The environmental group's executive director Dr Russel Norman claims a spy agency had people following staff home at night, tracking their movements, photographing and videoing them in their private lives.
Dr Norman says a spy agency called Thompson and Clark is responsible for the "highly intrusive" operation and has allegedly been working with large multinational oil companies over a number of years.
"We caught the spies in the act and recorded what they were doing," he said. "It's a very expensive operation that's been going on for five years or more."
He told Newshub Greenpeace has filed a civil lawsuit alleging breach of privacy to try and get an order for the surveillance to end.
"In a free and democratic society, people should be allowed to engage in protest and climate activism without oil companies and large spy agencies engaging in this kind of intrusive activity."
Dr Norman believes the spying operation has stemmed from Greenpeace's fight against climate change.

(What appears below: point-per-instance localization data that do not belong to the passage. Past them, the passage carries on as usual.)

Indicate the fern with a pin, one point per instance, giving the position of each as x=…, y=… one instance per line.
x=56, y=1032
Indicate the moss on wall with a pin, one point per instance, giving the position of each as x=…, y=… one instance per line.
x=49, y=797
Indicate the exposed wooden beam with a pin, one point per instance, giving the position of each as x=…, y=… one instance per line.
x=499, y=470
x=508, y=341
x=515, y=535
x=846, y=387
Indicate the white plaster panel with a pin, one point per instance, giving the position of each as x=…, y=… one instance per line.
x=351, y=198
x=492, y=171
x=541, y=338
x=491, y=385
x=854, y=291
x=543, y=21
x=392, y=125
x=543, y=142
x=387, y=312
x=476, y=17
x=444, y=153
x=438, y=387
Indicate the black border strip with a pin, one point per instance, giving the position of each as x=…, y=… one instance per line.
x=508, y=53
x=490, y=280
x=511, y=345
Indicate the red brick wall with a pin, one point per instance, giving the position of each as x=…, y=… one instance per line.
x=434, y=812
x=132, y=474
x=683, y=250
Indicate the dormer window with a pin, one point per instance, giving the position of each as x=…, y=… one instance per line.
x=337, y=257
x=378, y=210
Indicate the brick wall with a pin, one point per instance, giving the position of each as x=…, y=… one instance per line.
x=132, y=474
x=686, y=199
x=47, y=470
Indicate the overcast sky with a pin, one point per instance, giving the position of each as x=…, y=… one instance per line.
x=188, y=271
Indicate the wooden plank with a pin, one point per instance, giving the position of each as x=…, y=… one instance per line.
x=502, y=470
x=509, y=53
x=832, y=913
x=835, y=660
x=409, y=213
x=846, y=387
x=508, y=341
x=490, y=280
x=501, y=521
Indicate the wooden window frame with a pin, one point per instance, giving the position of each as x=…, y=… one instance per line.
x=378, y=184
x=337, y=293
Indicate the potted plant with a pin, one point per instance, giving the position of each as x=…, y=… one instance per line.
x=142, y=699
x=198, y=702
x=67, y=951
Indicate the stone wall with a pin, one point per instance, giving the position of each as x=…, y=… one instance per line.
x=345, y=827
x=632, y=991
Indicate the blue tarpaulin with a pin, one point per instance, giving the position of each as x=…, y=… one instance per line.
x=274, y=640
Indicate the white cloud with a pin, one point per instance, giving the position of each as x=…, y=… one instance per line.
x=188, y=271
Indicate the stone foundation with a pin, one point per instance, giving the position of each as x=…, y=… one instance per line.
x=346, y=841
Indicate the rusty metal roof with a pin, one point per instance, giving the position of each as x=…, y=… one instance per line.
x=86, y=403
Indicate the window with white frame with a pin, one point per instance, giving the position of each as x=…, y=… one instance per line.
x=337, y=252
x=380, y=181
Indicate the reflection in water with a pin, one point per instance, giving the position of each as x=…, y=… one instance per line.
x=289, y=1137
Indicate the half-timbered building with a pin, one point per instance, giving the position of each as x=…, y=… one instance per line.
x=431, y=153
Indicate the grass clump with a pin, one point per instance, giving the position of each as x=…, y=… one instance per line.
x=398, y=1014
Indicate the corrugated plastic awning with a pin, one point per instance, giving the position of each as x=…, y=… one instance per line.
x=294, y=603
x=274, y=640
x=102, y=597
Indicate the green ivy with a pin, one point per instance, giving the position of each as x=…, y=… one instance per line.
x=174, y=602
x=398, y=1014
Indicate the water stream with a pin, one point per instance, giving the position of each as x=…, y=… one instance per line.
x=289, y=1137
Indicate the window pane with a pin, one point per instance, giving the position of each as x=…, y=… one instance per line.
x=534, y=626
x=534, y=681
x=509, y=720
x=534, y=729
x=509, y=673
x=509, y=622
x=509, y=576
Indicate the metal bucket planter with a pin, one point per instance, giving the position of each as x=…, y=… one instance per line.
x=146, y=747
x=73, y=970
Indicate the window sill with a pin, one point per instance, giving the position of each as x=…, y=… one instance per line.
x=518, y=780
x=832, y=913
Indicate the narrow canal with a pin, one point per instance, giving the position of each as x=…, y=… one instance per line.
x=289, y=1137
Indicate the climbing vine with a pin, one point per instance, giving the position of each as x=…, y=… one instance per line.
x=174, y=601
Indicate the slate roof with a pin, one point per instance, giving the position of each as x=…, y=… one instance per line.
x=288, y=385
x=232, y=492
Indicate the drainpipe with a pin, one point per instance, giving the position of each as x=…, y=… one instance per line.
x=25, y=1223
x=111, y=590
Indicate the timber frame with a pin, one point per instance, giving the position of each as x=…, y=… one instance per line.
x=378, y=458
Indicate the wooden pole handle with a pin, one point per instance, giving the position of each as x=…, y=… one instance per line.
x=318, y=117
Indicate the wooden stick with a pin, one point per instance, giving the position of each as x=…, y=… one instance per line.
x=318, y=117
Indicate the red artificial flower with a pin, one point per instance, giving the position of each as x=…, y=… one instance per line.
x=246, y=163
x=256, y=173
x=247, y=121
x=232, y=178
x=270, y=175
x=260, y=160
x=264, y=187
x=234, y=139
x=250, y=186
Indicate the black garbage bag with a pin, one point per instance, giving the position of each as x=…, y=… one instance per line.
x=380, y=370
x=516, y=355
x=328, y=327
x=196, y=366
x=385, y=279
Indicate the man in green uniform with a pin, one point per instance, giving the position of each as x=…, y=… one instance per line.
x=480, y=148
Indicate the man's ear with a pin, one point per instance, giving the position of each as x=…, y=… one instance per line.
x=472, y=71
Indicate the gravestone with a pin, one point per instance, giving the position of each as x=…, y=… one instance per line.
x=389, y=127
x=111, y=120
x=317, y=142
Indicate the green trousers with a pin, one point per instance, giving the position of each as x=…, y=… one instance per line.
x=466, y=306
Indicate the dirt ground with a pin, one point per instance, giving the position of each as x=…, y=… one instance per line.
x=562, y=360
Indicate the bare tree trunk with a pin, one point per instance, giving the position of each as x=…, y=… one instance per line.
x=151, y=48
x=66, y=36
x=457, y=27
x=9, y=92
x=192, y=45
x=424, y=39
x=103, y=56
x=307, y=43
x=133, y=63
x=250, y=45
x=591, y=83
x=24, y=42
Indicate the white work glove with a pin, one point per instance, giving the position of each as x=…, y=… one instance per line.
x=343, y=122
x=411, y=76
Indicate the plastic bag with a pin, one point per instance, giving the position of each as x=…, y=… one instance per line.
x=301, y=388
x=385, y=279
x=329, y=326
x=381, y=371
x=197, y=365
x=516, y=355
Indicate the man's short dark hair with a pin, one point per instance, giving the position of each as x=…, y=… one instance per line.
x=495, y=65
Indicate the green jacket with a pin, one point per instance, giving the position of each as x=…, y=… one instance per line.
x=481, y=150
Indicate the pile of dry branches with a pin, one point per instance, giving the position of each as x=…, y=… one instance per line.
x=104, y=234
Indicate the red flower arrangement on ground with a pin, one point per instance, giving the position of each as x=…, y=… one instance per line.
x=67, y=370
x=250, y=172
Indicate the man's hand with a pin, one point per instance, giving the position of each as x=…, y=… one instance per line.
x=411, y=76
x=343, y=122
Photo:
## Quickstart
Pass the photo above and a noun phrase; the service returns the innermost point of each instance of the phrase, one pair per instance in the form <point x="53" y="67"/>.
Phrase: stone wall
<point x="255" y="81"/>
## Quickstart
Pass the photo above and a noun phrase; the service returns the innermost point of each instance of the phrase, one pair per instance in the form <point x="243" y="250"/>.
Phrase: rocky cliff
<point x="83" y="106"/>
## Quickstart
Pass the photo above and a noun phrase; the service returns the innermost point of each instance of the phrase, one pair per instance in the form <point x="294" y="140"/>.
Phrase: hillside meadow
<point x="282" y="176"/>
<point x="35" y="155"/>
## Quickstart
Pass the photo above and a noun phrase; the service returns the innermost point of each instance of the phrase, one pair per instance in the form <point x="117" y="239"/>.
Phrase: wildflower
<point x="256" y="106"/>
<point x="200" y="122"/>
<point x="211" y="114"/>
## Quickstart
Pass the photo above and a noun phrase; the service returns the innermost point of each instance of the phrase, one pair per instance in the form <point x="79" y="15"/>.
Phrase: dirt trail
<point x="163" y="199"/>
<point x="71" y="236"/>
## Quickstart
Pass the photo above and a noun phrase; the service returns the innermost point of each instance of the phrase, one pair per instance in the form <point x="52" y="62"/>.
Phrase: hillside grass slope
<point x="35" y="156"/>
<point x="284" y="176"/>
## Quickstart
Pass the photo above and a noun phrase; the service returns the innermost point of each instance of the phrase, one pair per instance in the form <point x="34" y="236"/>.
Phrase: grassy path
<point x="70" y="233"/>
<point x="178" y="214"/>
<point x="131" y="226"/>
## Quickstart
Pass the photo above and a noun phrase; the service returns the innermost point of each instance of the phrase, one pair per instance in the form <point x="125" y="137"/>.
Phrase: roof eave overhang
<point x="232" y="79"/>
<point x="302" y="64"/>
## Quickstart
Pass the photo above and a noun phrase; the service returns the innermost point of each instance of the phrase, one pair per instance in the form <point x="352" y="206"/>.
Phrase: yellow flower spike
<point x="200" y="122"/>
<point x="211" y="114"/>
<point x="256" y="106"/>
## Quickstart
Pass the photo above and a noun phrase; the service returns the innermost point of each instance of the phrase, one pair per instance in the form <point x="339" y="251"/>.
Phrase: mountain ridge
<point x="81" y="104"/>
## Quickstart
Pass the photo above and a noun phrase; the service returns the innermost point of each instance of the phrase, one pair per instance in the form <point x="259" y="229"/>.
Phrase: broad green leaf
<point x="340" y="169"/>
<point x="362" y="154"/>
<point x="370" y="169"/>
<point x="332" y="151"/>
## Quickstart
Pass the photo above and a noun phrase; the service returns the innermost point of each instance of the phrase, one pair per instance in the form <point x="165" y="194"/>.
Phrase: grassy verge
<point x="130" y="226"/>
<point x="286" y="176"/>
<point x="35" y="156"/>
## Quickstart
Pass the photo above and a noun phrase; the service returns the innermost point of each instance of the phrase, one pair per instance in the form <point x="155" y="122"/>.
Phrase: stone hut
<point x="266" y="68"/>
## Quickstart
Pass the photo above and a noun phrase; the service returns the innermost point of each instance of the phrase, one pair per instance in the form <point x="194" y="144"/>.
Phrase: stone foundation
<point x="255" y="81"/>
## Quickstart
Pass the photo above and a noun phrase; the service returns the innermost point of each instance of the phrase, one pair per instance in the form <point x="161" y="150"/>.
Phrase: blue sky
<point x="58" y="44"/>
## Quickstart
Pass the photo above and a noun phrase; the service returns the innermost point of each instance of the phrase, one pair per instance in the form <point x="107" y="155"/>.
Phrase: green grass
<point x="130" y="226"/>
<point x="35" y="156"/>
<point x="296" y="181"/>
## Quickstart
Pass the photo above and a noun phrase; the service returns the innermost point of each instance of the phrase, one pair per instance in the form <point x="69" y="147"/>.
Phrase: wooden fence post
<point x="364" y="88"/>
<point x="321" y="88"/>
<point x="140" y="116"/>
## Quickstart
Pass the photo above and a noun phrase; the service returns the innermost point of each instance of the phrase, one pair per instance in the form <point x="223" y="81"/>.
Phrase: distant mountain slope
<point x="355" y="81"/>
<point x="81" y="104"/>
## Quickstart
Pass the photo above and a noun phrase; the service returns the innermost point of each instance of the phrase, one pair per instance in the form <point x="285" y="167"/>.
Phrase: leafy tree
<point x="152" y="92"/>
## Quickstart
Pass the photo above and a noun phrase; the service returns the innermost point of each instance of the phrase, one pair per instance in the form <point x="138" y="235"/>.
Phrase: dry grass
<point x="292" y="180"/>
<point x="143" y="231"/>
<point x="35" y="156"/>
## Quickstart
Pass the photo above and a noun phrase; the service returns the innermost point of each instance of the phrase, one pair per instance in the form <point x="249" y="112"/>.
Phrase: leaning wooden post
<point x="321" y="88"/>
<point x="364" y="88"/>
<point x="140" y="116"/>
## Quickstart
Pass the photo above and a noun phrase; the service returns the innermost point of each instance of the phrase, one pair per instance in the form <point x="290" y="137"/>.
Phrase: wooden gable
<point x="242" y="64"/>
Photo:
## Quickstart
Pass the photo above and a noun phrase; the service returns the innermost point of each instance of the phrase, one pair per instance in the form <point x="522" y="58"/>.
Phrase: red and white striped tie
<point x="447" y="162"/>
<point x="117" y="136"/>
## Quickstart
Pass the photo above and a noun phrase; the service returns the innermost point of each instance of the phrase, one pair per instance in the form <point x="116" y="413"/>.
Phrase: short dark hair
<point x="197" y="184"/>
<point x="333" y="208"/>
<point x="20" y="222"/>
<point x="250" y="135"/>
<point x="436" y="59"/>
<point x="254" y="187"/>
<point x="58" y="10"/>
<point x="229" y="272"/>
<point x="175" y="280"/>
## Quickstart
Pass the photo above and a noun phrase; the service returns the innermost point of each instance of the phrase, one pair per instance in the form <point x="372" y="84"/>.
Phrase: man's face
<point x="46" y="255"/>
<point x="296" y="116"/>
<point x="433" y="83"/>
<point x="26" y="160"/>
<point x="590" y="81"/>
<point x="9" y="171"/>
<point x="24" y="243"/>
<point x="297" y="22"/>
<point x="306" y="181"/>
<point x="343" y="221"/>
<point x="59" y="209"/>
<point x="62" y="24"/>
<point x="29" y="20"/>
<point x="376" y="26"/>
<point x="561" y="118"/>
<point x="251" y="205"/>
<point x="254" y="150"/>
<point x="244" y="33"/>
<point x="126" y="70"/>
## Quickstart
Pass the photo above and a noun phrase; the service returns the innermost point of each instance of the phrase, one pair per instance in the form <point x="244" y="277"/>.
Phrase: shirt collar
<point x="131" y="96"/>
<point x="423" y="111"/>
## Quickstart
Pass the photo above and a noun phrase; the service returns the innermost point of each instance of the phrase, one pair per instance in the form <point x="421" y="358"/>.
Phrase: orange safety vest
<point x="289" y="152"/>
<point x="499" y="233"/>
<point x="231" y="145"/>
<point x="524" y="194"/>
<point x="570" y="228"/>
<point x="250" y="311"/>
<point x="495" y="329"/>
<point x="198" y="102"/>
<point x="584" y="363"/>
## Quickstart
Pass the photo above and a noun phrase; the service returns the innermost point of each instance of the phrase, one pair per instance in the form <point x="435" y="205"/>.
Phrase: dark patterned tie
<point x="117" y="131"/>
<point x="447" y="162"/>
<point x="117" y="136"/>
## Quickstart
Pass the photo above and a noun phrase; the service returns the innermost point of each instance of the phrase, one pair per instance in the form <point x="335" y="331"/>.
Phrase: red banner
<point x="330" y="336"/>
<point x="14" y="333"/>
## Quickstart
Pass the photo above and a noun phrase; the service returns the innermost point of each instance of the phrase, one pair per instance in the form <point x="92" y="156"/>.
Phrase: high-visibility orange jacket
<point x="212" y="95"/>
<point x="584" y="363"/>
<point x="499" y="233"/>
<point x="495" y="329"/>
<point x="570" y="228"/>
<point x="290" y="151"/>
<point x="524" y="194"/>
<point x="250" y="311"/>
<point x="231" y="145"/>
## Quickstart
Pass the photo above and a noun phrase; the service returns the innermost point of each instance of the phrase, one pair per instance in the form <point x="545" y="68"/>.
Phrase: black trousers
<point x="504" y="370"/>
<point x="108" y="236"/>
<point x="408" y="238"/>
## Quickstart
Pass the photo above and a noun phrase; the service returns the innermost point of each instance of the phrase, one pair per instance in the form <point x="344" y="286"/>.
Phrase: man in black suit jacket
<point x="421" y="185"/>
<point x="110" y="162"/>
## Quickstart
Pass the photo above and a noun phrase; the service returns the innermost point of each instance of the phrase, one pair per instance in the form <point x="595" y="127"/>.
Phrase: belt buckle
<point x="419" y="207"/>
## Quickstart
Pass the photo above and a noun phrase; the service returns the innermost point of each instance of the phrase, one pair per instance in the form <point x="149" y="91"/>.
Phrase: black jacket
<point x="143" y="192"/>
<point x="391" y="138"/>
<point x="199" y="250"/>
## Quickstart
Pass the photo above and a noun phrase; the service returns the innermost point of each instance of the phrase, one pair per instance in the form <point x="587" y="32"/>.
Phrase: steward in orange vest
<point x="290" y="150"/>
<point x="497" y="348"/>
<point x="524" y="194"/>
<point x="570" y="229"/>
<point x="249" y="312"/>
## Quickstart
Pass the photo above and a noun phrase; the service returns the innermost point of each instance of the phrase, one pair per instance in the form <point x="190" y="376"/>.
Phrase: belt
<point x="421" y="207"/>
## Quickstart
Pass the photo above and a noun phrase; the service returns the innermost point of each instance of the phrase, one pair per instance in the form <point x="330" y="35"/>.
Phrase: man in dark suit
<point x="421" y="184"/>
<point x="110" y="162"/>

"Greenpeace is trying to stop the expansion of the oil industry, and the oil industry is hiring private investigators to engage in surveillance into our activities, [as well as] our staff's private lives, as a way to strike back against the climate movement."
He says Greenpeace is always extremely transparent about its actions and only engages in non-violent, peaceful protest.
"This is really intimidating and extremely unsettling, and it makes it very difficult to operate in a free and open way."
Newshub has contacted Thompson and Clark for comment. The agency told NZME it was bemused by Greenpeace's claims and would respond in due course.